It keeps baffling me just how many people are either unable or unwilling to grasp the difference between ‘not believing something’ and ‘believing in something else’.
A non-deity centered example of this would be, say, the question: do you believe that my mother has ‘naturally blond hair’?
Never having met my mother – and therefore not holding an opinion on the topic of her hair colour – seems the most obvious and logical position.
Yet, to have some people explain it, not having any opinion on the topic either way somehow implies a belief that her hair is NOT naturally blond – or even that it is ‘naturally red’!
Like Pat Condell, I find the suggestion that a ‘belief’ should be treated with respect similar to or greater than ‘fact-based reality’ actively offensive! Whether that belief is religious or secular, it is a belief – a notion (perhaps deeply held, but a notion none-the-less). It must never be afforded the level of respect that the anti-blasphemy movements demand.
No, I will not deny them the right to believe whatever they want to.
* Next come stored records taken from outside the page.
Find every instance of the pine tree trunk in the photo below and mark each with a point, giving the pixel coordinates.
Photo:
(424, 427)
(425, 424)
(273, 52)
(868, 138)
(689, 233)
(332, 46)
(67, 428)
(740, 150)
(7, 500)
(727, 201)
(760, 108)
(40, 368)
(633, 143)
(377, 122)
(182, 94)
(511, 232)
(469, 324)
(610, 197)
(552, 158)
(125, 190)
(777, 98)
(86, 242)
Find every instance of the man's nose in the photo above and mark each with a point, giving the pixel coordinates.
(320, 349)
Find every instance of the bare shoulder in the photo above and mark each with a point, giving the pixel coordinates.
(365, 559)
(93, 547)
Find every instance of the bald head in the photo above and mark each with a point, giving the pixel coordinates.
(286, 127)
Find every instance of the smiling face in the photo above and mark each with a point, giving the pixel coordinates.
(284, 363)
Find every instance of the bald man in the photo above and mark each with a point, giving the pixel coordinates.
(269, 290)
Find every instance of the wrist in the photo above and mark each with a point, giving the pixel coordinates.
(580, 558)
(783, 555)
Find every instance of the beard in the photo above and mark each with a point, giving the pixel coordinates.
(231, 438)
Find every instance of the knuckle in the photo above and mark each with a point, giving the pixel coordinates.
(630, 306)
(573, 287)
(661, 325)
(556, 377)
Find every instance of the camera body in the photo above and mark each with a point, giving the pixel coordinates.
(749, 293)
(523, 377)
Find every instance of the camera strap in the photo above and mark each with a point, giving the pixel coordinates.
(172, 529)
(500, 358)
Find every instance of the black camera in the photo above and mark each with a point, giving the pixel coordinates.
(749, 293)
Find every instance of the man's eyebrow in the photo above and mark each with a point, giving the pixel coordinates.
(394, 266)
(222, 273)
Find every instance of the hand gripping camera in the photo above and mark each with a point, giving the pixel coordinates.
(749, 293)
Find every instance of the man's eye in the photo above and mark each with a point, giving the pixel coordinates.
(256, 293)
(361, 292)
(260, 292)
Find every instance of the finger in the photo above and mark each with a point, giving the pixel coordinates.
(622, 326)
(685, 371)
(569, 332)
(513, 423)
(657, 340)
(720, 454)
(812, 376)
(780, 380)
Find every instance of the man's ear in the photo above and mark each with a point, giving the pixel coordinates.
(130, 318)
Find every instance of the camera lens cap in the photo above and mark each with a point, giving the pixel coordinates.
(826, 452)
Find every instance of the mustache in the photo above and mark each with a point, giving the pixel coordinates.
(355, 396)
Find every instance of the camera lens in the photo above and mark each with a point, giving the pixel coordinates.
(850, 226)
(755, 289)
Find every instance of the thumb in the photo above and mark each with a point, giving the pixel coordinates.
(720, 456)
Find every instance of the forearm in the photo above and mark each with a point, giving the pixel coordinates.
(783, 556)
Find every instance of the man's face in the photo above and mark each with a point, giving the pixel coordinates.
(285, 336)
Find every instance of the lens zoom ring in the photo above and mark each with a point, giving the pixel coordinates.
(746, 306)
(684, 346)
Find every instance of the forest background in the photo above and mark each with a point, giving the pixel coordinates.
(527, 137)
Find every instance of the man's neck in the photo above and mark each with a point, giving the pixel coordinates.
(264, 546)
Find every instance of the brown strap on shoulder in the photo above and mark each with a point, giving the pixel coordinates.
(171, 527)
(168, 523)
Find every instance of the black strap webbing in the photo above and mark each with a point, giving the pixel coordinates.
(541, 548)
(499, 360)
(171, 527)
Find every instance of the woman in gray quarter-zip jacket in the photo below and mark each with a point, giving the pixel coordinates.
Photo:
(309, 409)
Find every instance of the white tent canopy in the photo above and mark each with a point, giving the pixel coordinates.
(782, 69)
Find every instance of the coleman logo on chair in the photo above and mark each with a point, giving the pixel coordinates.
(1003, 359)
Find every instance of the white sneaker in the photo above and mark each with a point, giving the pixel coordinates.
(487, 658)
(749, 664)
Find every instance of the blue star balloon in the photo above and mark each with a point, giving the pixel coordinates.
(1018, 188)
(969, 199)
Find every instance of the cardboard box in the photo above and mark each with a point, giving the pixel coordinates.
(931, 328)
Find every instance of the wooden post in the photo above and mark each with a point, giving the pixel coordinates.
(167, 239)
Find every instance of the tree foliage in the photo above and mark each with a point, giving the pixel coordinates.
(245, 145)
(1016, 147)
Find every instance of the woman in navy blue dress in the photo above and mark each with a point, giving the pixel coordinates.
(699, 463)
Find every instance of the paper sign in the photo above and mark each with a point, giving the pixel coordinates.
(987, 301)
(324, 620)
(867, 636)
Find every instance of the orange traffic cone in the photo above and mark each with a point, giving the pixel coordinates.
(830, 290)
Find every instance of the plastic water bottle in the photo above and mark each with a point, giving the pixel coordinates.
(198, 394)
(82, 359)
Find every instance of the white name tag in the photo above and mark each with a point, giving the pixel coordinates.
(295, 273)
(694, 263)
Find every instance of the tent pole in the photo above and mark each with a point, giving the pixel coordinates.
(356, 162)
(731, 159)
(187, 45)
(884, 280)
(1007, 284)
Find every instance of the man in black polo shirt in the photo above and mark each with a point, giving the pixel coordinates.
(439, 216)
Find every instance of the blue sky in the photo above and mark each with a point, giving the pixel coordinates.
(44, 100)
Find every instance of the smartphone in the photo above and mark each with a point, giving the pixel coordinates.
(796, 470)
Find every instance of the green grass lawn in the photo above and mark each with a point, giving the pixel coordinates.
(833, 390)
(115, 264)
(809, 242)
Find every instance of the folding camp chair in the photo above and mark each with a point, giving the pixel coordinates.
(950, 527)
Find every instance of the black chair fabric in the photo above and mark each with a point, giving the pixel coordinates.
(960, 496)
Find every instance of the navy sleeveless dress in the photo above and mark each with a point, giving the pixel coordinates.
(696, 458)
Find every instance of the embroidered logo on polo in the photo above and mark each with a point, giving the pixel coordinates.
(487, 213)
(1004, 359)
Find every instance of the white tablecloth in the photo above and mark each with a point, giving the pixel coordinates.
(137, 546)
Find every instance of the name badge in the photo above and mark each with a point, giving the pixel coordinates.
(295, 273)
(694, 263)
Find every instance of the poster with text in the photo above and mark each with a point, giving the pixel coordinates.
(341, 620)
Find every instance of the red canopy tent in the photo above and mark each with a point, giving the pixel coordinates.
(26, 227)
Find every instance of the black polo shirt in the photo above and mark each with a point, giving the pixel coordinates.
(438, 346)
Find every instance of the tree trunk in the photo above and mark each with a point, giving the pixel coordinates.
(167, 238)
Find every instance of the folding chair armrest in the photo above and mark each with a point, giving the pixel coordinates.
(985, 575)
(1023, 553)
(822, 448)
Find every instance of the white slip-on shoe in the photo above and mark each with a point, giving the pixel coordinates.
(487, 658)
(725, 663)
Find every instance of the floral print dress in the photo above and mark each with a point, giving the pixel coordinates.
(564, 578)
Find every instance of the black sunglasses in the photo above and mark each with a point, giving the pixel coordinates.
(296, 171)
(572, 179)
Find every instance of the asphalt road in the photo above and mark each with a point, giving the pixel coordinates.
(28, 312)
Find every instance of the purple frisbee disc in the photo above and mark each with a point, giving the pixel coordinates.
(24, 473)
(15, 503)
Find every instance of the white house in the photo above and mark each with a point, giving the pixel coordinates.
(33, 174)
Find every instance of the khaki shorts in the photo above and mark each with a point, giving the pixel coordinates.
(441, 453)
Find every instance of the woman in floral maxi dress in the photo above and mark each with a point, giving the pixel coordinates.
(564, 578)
It is their right to believe whatever they wish.
But it is NOT their right to demand that I, you, or anyone else respects their beliefs and goes around pretending that just because they believe something, we must all behave as it it were true!
Yet that is exactly what the UN’s new anti-blasphemy laws demand…
Now, couple the religious beliefs with political ambitions and you have a recipe for oppression – of the worst kind.